More knowledge about strategies for stretching limited vaccine supplies would also increase preparedness for future viral pandemics. For example, adjuvants can boost the amplitude, quality and/or duration of immune responses to many vaccines. However, exactly how adjuvants work is not understood, and some adjuvant-containing vaccines have been associated with deadly, albeit rare, side effects. As a result, some countries, including the United States, have refrained from including adjuvants in influenza vaccines. More research into how adjuvants actually influence the human immune system might help unravel the mystery surrounding these substances, make governments more willing to use them to stretch the supply of vaccines during future viral pandemics and aid efforts to rationally design newer, better adjuvants. In an encouraging turn of events, the US National Institute for Allergy and Infectious Disease has begun soliciting applications for grants aimed at profiling human immune systems at rest and after vaccination and/or infection.
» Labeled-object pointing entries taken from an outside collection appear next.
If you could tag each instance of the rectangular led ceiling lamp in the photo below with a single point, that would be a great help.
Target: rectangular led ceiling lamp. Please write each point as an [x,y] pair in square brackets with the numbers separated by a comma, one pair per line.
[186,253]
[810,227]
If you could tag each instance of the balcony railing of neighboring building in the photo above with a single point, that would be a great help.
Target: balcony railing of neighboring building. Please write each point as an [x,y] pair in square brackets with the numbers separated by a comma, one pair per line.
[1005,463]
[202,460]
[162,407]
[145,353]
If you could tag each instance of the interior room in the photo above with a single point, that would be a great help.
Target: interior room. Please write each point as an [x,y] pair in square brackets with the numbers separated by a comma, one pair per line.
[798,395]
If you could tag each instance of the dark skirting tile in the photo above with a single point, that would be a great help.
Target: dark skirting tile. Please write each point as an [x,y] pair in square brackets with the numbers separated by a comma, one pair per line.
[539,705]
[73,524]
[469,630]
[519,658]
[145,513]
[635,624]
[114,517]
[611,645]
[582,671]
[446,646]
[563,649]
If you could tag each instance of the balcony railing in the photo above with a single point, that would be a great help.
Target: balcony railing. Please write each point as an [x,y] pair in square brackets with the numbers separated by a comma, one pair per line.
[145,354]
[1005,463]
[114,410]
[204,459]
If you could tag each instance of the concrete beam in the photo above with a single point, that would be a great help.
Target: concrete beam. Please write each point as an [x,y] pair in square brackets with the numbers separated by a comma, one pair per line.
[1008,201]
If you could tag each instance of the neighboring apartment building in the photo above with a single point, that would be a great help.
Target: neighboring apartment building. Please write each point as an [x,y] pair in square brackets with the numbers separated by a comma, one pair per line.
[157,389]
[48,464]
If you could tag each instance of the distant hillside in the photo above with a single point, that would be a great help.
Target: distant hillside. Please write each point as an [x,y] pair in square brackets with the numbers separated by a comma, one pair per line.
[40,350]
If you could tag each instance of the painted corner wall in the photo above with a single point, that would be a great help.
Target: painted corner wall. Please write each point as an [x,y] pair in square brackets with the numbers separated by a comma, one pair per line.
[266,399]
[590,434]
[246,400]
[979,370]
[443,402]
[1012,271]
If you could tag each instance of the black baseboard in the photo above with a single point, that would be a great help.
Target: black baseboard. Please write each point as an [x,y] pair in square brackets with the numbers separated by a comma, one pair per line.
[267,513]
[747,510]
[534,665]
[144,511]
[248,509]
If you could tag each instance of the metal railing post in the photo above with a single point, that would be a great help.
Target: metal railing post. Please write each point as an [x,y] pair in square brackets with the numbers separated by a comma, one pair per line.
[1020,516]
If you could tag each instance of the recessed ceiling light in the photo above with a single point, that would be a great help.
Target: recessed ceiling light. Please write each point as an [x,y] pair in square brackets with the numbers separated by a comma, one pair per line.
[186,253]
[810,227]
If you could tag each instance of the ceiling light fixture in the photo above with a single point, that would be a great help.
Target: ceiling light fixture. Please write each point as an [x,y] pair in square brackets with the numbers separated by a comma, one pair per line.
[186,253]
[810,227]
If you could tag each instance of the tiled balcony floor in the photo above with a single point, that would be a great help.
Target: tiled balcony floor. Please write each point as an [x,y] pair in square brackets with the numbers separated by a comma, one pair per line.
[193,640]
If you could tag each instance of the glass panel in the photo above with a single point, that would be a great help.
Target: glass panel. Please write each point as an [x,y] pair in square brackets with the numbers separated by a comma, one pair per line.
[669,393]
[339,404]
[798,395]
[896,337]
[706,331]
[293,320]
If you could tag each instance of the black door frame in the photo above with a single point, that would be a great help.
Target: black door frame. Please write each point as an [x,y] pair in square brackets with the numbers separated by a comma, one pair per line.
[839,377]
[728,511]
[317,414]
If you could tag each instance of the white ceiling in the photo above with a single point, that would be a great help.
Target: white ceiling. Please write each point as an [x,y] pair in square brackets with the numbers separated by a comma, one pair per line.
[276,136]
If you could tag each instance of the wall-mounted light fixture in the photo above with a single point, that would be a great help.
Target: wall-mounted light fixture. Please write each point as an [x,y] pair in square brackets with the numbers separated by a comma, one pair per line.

Knowing precisely which susceptible populations to vaccinate first can also help stretch the population-wide effectiveness, if not the actual quantity, of limited vaccine supplies. Fortunately, epidemiology and public health researchers are using new methods, including mathematical modeling, to determine if the existing strategy of first vaccinating the most susceptible people (usually the elderly, infants and pregnant women) is really the most effective way to stop the spread of a virus. For example, data published in Science indicate an alternative strategy of prioritizing children (who spread the virus among themselves in school) and their parents (who act as conduits, carrying the virus from their children to the rest of society) for vaccination more efficiently combats viral spread and death due to viral infection. Governments and health providers need to stay abreast of and promote (for example, with more funding and facilities) this research and should rigorously explore the possibility of incorporating these findings into recommended vaccination strategies.

Deficiencies revealed during the worldwide response to the H1N1 outbreak must be remembered by governments, regulatory agencies, health providers and researchers long after this flu season ends. Efforts to remove obstacles to readiness need to be made before the next viral outbreak occurs.